What Makes Code Trustworthy?

Introduction

We have to believe that code is correct. If the code does not work, the product does not work.

The real question is: what is that belief based on?

Many developers say code is safe because it has tests. Others say it is fine because it was built with TDD. But is that really true?

Can we trust code simply because tests exist?

This question matters even more now, when AI is producing an enormous amount of code. We are increasingly accepting code we do not fully understand. I do this too. Sometimes I catch myself thinking, “It works, so it must be fine. There are tests too, so it should be okay.”

But trusting code is ultimately a question of what has actually been verified.

The Illusion of Tests

A test passed. Does that mean the code is trustworthy?

Tests do not prove that code is correct. They only show that an assumption we made passed within the scope we prepared.

Consider this example.

You are a developer running a service in the United States. Somewhere in the service, there is logic that displays a UTC timestamp in New York local time.

So you write a function like this:

function toNewYorkTime(utcDate: Date) {
  const NEW_YORK_OFFSET = -5 * 60 * 60 * 1000; // -5 hours
  return new Date(utcDate.getTime() + NEW_YORK_OFFSET);
}

Now let us write a test to gain confidence in this function.

describe("toNewYorkTime", () => {
  test("converts to New York time", () => {
    const utc = new Date("2026-01-01T05:00:00.000Z");
    expect(toNewYorkTime(utc)).toEqual(new Date("2026-01-01T00:00:00.000Z"));
  });
});

The test will pass. For a while, this may even seem to work fine in production.

But this logic will break in the summer. What we overlooked is not a simple implementation bug. It is a more fundamental misunderstanding of time zones.

New York is not always UTC-5. America/New_York is sometimes UTC-5 and sometimes UTC-4 depending on the season. Once daylight saving time begins, the logic above will drift by an hour.

In other words, what this test proved was not “it converts to New York time.” It only proved “it shifts time by five hours.”

Tests are not always evidence of truth. When tests share the same flawed assumption, they merely confirm what we already wanted to believe.

Tests in the Age of AI

This problem becomes even clearer in the age of AI. AI is overwhelming humans in the speed and volume of code it can produce.

But understanding the problem, taking responsibility for context, and deciding what actually needs to be verified is still a human responsibility.
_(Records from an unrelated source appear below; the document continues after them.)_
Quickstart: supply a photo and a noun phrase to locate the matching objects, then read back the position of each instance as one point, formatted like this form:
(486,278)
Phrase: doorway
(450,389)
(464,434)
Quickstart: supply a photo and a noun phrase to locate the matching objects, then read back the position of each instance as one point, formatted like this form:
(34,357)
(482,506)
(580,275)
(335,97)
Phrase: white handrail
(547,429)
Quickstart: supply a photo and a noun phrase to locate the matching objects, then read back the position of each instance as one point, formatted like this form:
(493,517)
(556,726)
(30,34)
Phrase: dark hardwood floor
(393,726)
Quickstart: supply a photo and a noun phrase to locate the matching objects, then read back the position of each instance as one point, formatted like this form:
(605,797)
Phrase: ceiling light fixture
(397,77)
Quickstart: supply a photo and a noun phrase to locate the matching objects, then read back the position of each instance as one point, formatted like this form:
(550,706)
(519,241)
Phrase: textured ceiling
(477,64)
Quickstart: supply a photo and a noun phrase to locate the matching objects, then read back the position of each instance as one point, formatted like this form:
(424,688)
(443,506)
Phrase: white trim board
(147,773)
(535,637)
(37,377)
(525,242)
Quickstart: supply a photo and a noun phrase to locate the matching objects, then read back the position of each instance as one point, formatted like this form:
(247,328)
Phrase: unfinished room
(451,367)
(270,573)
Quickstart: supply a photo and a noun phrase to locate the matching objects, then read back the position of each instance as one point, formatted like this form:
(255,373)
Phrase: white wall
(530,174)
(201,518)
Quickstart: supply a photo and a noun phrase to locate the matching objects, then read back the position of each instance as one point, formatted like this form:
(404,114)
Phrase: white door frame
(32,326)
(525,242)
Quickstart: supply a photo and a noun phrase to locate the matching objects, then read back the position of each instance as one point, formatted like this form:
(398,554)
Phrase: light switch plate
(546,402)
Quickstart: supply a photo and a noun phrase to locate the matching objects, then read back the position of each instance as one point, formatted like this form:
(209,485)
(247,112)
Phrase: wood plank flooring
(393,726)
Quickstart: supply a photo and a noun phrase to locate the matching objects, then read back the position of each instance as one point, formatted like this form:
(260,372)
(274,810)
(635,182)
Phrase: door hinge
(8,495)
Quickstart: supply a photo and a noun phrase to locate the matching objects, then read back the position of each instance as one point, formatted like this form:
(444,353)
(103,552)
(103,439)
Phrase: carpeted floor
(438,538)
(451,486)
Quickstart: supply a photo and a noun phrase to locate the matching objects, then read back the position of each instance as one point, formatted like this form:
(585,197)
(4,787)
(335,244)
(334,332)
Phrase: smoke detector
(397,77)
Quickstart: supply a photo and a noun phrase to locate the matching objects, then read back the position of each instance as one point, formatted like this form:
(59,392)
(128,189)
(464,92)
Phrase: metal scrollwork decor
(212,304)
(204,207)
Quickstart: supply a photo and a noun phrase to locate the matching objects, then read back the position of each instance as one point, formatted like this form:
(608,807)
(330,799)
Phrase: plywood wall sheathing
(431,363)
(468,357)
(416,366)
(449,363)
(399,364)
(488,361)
If you describe requirements vaguely, AI will generate a plausible implementation. It will also generate tests plausible enough to pass. But if the implementation and the tests share the same misunderstanding, can we really call that verification?

When implementation and tests share the same misunderstanding, those tests cannot validate or protect the logic. Instead, they can make false confidence feel even more solid.

So does that mean tests matter less in the age of AI? Not at all. They matter more. What matters now is not writing more tests. What matters is making sharper decisions about what should actually be verified.

In that sense, tests can also serve as a guide for AI. They can provide direction in ways a prompt alone often cannot.

Thoughts on TDD

I like testing business logic.

But that does not mean I think TDD should always be the default.

Whenever I look at a methodology, the first question I ask is this: what problem was this method created to solve?

TDD makes requirements clearer by forcing you to write tests first, and it helps refine design inside a small feedback loop. It also has the advantage of making interfaces harder to change carelessly. In that sense, TDD is clearly useful.

What always makes me hesitate, however, is that it can create confidence too early, even when the problem itself is not yet fully understood. Early requirements change often. Business rules are often unstable in the beginning.

If you write tests too early, the assumptions you first came up with may harden before the rules you actually need to preserve become clear.

At that point, tests stop being a tool for validation and start becoming a record of prejudice.

That is why I see TDD less as a principle and more as a tool. In areas where inputs and outputs are clear, where calculations are explicit, or where business rules are already well understood, it can be undeniably helpful.

On the other hand, when the concepts are still unstable and the requirements themselves are still being explored, there are times when you need to spend more time understanding the problem before writing tests.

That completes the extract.